Hace tiempo que se había enterado del lugar en que estaba la casa de
Kamala, en la ciudad, y allí
se presentó al día siguiente.
-Todo va bien -le dijo Kamala-. Te espera Kamaswami, el más rico
comerciante de la ciudad. Si le gustas, te empleará. Sé inteligente,
moreno samana. He hecho que otros le hablaran de ti. Sé amable con
él, es muy influyente. ¡Pero no seas demasiado modesto! No quiero
que te conviertas en
su criado; has de ser su igual, si no, no estaré contenta de ti.
Kamaswami empieza a envejecer y a volverse comodón. Si le gustas, te
confiará muchos asuntos.
Siddharta le dio las gracias y sonrió. Cuando Kamala se enteró que
en dos días no había comido, mandó traer pan y fruta y se las
ofreció.
-Has tenido suerte -comentó Kamala, al despedirse-; se te abre una
puerta tras otra. ¿Por qué será? ¿Eres un mago?
Siddharta replicó:
-Ayer te conté que sé pensar, esperar y ayunar, y tú encontraste que
todo ello no servía para nada. Sin embargo, sirve para mucho. Te
darás cuenta de que los ignorantes samanas aprenden en
el bosque y saben muchas cosas hermosas, que vosotros no sabéis.
Anteayer todavía era un
mendigo sucio; ayer besé a Kamala; y pronto seré un comerciante y
tendré dinero y todas las cosas que a ti te gusten.
-Eso es cierto -reconoció Kamala-. Pero, ¿qué sería de ti, si no
fuera por Kamala? ¿Qué serías tú sin mi ayuda?
-Querida Kamala -manifestó Siddharta, al tiempo que se incorporaba-,
cuando entré en tu parque, di el primer paso. Me había propuesto
aprender el amor de la más bella de las mujeres. Y desde el momento
en que me lo propuse, también sabía que lo lograría. Sabía que tú me
ibas a ayudar; lo supe desde tu primera mirada, a la entrada del
bosque.
-¿Y si yo no hubiese querido?
-Pero has querido. Mira, Kamala: si echas una piedra al agua, ésta
se precipita hasta el fondo por
el camino más rápido. Lo mismo ocurre cuando Siddharta tiene un fin,
cuando se propone algo. Siddharta no hace nada, sólo espera, piensa,
ayuna, sin hacer nada, sin moverse: se deja llevar, se
deja caer. Su meta le atrae, pues él no permite que entre en su alma
nada que pueda contrariar su
objetivo. Eso es lo que Siddharta ha aprendido de los samanas. Es lo
que los necios llaman magia y creen que es obra de demonios. Nada es
obra de los malos espíritus, éstos no existen. Cualquiera
puede ejercer la magia si sabe pensar, esperar, ayunar.
Kamala le
escuchó. Amaba su voz, le gustaba la mirada de sus ojos.
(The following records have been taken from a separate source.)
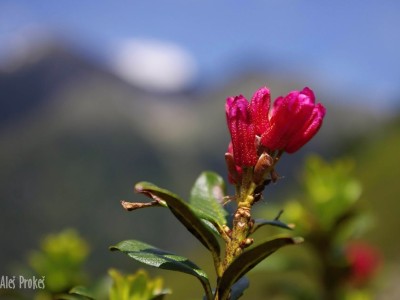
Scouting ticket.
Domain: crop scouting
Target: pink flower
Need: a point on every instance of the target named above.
(242, 131)
(364, 261)
(293, 121)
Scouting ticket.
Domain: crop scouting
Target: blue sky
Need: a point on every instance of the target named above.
(349, 45)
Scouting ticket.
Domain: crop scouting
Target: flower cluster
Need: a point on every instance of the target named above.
(258, 128)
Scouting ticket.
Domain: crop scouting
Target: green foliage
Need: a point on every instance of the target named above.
(184, 213)
(60, 260)
(205, 217)
(329, 218)
(136, 286)
(330, 188)
(248, 260)
(158, 258)
(206, 198)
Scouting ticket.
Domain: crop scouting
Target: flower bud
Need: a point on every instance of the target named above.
(241, 130)
(294, 120)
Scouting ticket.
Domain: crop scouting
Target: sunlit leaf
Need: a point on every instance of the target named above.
(158, 258)
(239, 287)
(80, 292)
(277, 223)
(183, 213)
(248, 260)
(207, 196)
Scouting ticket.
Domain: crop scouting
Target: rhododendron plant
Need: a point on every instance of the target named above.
(259, 136)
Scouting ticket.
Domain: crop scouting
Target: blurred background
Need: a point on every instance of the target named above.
(96, 96)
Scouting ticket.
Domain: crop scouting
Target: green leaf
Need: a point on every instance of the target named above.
(184, 214)
(239, 287)
(207, 196)
(158, 258)
(248, 260)
(277, 223)
(72, 297)
(82, 291)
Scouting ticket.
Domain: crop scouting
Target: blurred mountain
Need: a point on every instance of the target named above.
(74, 138)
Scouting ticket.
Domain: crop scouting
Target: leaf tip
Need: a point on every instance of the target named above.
(298, 240)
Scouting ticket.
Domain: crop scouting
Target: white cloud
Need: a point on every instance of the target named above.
(155, 65)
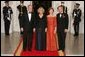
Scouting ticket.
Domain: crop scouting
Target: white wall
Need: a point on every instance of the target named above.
(55, 4)
(70, 6)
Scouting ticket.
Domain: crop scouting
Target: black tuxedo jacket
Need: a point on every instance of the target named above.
(62, 22)
(26, 24)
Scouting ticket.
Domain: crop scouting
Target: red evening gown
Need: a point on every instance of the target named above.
(51, 36)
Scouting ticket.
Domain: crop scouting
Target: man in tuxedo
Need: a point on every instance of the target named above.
(7, 11)
(62, 28)
(77, 18)
(22, 9)
(27, 28)
(64, 7)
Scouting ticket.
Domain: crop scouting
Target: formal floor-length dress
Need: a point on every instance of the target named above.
(51, 36)
(40, 25)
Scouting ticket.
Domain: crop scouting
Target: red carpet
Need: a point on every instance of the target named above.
(38, 53)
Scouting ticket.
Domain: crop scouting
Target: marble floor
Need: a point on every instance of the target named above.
(74, 45)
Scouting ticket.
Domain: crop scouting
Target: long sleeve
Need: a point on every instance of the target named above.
(66, 21)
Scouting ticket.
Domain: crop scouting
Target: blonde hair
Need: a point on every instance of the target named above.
(41, 8)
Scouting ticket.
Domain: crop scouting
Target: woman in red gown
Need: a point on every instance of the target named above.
(51, 31)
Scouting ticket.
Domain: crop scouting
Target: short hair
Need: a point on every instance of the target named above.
(59, 6)
(41, 8)
(50, 9)
(30, 5)
(22, 1)
(6, 2)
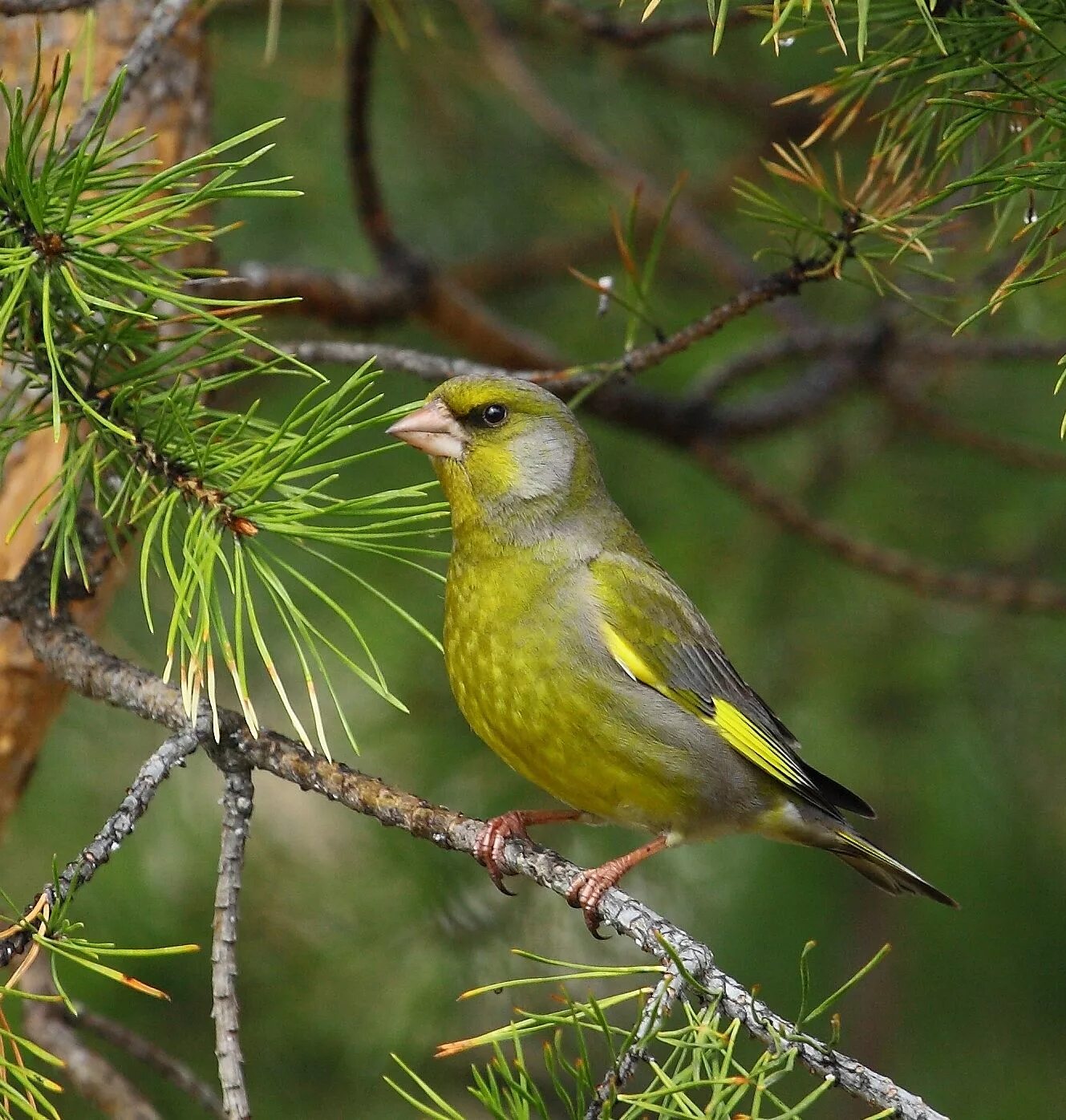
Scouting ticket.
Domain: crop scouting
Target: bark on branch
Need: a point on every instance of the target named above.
(99, 675)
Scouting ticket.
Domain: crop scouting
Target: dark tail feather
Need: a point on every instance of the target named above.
(887, 873)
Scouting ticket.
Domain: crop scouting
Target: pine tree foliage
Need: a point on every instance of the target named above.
(107, 344)
(695, 1063)
(967, 105)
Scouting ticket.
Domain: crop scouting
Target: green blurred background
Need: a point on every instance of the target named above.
(356, 939)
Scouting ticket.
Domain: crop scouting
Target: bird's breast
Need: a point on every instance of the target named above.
(534, 681)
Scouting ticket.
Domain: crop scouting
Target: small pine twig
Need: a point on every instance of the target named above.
(137, 61)
(237, 812)
(109, 839)
(658, 1008)
(98, 675)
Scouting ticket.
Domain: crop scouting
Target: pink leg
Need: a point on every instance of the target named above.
(489, 846)
(590, 886)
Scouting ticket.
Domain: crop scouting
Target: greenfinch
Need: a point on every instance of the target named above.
(585, 667)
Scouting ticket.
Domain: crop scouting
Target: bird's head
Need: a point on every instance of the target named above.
(504, 449)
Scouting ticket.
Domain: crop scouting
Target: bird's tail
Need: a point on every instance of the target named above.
(880, 868)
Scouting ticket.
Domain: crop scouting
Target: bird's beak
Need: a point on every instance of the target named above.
(432, 429)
-Quizá sea así como dices, amigo -musitó en voz baja-. Pero
quizá también es porque Siddharta es hermoso, porque su
mirada gusta a las mujeres, y por ello tiene suerte.
Siddharta se despidió con un beso.
-Así sea, profesora mía. ¡Que mi mirada te agrade siempre!
¡Que a tu lado siempre tenga suerte!